C’est précisément ce qu’on fait Rima Hassan et Greta Thunberg ainsi que les autres membres du Madleen, cette traversée de la méditerranée pour livrer du matériel humanitaire et de la nourriture à Gaza a pris le monde entier au dépourvu. Acte courageux et désespéré pour certains, coup de com pour d’autres, on peut néanmoins en tirer plusieurs conclusions :
– Le monde entier avait les yeux rivés sur le bateau et Gaza est revenu au centre de l’actualité.
– Le blocus humanitaire de l’armée Israélienne, dont l’existence à pu être contesté (Enthoven, Barbara Lefebvre) a été démontré aux yeux de tous.

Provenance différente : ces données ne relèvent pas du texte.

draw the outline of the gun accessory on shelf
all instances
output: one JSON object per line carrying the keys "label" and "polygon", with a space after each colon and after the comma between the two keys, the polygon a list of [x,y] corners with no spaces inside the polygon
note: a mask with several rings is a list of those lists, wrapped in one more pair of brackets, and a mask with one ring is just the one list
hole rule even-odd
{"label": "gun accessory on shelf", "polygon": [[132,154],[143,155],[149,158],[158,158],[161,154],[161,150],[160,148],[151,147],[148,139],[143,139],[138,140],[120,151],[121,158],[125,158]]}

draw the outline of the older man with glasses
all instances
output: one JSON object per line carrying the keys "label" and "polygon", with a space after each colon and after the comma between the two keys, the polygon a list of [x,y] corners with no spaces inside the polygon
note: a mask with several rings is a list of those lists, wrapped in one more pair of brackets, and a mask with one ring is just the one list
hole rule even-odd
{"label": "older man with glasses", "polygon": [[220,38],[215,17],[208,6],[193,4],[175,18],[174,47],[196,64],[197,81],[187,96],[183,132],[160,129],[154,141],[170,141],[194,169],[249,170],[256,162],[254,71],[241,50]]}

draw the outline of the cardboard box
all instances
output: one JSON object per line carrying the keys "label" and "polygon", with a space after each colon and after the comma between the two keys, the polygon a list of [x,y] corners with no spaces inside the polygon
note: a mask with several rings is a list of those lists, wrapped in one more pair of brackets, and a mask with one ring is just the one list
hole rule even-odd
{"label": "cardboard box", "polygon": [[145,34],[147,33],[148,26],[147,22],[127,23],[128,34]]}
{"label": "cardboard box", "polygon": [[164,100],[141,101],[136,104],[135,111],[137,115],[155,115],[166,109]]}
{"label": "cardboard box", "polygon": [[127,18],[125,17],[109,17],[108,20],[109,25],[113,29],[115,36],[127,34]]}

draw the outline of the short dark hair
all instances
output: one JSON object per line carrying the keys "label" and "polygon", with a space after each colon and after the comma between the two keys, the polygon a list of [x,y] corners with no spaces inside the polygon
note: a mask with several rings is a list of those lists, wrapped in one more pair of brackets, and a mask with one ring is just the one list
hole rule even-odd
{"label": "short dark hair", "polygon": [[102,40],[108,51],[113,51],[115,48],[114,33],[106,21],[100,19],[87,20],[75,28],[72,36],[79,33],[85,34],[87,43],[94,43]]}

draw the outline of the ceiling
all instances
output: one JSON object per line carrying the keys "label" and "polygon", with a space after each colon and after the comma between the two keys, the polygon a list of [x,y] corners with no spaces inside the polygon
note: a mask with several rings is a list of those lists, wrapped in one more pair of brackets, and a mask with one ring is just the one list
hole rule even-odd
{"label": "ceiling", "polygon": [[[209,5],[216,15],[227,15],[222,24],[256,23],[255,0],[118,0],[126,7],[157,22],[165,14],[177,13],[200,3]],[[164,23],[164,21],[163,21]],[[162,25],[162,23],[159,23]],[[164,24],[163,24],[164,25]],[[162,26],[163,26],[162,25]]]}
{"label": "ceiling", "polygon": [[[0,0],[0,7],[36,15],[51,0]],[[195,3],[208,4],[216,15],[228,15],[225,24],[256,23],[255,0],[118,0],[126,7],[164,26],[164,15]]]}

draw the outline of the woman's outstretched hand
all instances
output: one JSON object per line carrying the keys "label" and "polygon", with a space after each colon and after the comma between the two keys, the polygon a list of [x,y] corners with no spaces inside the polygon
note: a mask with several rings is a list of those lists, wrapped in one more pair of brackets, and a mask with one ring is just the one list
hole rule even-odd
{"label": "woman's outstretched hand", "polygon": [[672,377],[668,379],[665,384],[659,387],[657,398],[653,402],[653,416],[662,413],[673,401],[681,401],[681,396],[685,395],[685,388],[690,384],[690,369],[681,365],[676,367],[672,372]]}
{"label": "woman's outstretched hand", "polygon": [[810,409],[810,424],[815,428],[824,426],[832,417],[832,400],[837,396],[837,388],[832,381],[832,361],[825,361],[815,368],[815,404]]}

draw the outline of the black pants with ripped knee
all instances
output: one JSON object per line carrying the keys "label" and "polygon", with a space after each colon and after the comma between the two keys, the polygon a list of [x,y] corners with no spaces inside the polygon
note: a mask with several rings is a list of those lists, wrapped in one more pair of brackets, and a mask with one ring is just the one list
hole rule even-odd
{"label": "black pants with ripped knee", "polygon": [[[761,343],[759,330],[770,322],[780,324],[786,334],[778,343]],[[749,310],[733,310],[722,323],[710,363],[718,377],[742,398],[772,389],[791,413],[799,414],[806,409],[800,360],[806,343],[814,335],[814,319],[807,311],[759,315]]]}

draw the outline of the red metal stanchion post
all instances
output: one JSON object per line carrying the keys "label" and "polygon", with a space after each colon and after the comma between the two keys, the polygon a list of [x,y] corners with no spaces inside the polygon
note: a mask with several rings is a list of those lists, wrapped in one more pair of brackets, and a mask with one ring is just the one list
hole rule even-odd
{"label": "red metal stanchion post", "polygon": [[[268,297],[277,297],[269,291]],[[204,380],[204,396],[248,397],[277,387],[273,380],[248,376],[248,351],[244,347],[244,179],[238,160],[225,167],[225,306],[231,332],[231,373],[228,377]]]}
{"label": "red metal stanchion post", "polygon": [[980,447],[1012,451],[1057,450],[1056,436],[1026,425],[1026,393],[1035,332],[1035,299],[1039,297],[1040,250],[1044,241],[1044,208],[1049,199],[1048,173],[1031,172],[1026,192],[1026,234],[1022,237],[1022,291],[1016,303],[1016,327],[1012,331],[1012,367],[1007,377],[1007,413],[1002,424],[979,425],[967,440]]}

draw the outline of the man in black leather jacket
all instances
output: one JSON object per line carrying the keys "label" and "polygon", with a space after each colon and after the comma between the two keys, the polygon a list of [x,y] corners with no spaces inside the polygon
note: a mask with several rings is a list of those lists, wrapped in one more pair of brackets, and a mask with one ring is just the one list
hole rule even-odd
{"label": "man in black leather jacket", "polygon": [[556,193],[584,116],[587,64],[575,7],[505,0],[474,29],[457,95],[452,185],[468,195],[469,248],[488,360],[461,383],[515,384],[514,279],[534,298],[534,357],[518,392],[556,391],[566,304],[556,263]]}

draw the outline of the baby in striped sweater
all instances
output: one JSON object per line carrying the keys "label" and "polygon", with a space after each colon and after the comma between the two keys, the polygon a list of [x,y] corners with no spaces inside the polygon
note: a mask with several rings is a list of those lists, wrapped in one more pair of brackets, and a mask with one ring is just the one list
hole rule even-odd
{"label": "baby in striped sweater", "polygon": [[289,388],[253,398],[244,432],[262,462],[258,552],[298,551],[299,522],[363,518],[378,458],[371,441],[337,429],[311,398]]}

–  Les dirigeants ont été obligés d’entrer en action (avec beaucoup de mollesse il faut bien le dire).
– Plusieurs autres initiatives ont suivi l’exemple : les dockers de Marseille qui ont refusé de faire monter des cargaisons qui comprenait plusieurs centaines de tonnes d’armes pour l’armée Israélienne. Il y a aussi eu le gigantesque convoi qui traverse actuellement l’Afrique du Nord pour briser le blocus, etc.

Je termine cet article avec deux mots pour parler de Rima Hassan et je vous partage une vidéo de Le Média qui s’intitule “pourquoi tous les médias mainstream la détestent autant”. Je tenais à parler d’elle car aujourd’hui elle est devenue figure majeure de la cause palestinienne, qui rassemble autant qu’elle divise et en voici la raison : je n’ai jamais vu un tel décalage entre les commentateurs des médias et la réalité. Nous pouvons ne pas être d’accord sur plein de chose, mais je vous en conjure, ne vous fiez pas uniquement aux commentateurs, prenez le temps de regarder ne serait-ce que 5 minutes l’une de ses interventions sur des plateaux télé ou interviews, peut importe laquelle, et vous verrez qu’elle est très loin la sorcière Médée dépeinte par les médias. Elle dénonce les ambitions colonisatrices des gouvernements Israéliens successifs et s’appuyant constamment sur deux principes : le droit international (elle est juriste à la base) et une solution à deux états.
Et aussi, force aux communautés juives et musulmanes qui se retrouvent malgré elles au cœur d’un conflit géopolitique qu’elles ne contrôlent pas, et qui aspirent, pour la plupart, à la paix et à la reconnaissance mutuelle.